Do you ever feel that way?

yes, i do.

in fact, this semester has been emotionally difficult for me because of my statistics class. i've had problems with rapid cycling, racing thoughts and auditory hallucinations all semester long, so it took everything inside of me to attend class every day and do the best i could.

by the way, my university provides accommodations for students with mental illness by allowing them to take time off if they experience bipolar or severe depression (supportive documentation must be provided by a psychiatrist), but i never thought to use that in my case since i feel my deafblindness takes first priority. having said that, when i return to university in january, i *might* consider using those accommodations at least until i'm able to get my rapid cycling under better control.
 
since my deafblindness takes first priority. having said that, when i return to university in january, i *might* consider using those accommodations at least until i'm able to get my rapid cycling under better control.

See that is where I think schools have it backwards--that they put physical disabilities before emotional ones.

I think you shouldn't hesitate to use the accommodations if you need them, just like you wouldn't hesitate to have a braille transcriber or interpreter.

I had a lot of issues in school because a lot of my flashbacks are school-oriented so there were a lot of triggers in school that would send me into flashbacks. I was pretty much having constant panic attacks in school. Suffice it to say my grades suffered.
 
Oh yeah forgot you're allergic. Same here for the same reasons.

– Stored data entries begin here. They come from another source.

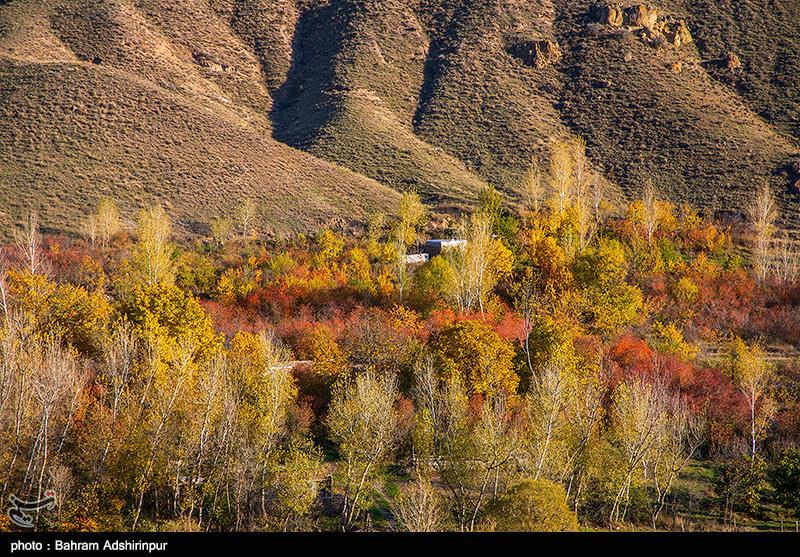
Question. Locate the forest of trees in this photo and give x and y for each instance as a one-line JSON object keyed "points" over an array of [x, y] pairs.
{"points": [[569, 367]]}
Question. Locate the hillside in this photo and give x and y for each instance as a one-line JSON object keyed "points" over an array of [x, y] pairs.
{"points": [[324, 109]]}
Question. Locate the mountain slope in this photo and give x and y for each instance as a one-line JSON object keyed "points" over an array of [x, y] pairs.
{"points": [[325, 109]]}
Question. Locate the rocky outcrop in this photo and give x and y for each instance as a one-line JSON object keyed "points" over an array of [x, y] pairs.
{"points": [[537, 53], [732, 61], [607, 14], [645, 22], [640, 15], [206, 60], [677, 33]]}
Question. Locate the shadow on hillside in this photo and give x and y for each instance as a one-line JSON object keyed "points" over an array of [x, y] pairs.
{"points": [[306, 101]]}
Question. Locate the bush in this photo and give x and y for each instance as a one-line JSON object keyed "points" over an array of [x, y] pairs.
{"points": [[532, 506], [785, 478]]}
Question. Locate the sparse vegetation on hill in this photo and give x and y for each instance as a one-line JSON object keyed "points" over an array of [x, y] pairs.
{"points": [[191, 104]]}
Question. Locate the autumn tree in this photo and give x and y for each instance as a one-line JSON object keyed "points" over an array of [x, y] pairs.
{"points": [[532, 506], [762, 213], [478, 356], [362, 422], [478, 265], [151, 256], [751, 373]]}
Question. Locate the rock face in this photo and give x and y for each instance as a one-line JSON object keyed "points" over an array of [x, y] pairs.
{"points": [[677, 33], [206, 60], [640, 15], [538, 53], [607, 14], [732, 61]]}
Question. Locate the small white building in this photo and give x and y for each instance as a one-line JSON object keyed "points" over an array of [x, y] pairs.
{"points": [[437, 246], [415, 258]]}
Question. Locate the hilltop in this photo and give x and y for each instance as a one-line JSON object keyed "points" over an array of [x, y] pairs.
{"points": [[325, 109]]}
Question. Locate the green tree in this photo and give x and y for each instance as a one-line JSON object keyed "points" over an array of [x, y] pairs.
{"points": [[532, 506], [785, 477]]}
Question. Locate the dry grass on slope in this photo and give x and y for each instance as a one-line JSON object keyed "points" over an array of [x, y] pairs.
{"points": [[75, 133]]}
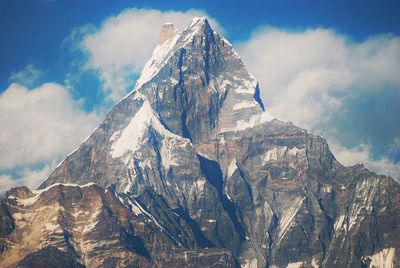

Do you enjoy going for walks?
 
I think you shouldn't hesitate to use the accommodations if you need them, just like you wouldn't hesitate to have a braille transcriber or interpreter.

that's what the disability office told me as well after i let them know about the difficulties i was having because of my bipolar. i've only been diagnosed as bipolar for 2 years, so it's still relatively new to me. i accept my diagnosis completely, but i really want to make sure that i receive accommodations only if i need them. it's obvious that i've been struggling emotionally this semester and something needs to give, so i think i'll be taking a closer look at receiving accommodations due to my bipolar as well.
 
i think i'll be taking a closer look at receiving accommodations due to my bipolar as well.

I'm glad you will be getting the accommodations you need. It's not fair to be stuck in a situation where your grades reflect your rapid cycling and not your hard work, your intelligence, your enthusiasm, etc.
 
I'm glad you will be getting the accommodations you need. It's not fair to be stuck in a situation where your grades reflect your rapid cycling and not your hard work, your intelligence, your enthusiasm, etc.

that's true. that's what my therapist said as well. i *love* to learn, but 95% of the time, i just don't have the patience or emotional capability to sit in a 3 hour lecture.
 
that's true. that's what my therapist said as well. i *love* to learn, but 95% of the time, i just didn't have the patience or emotional capability to sit in a 3 hour lecture.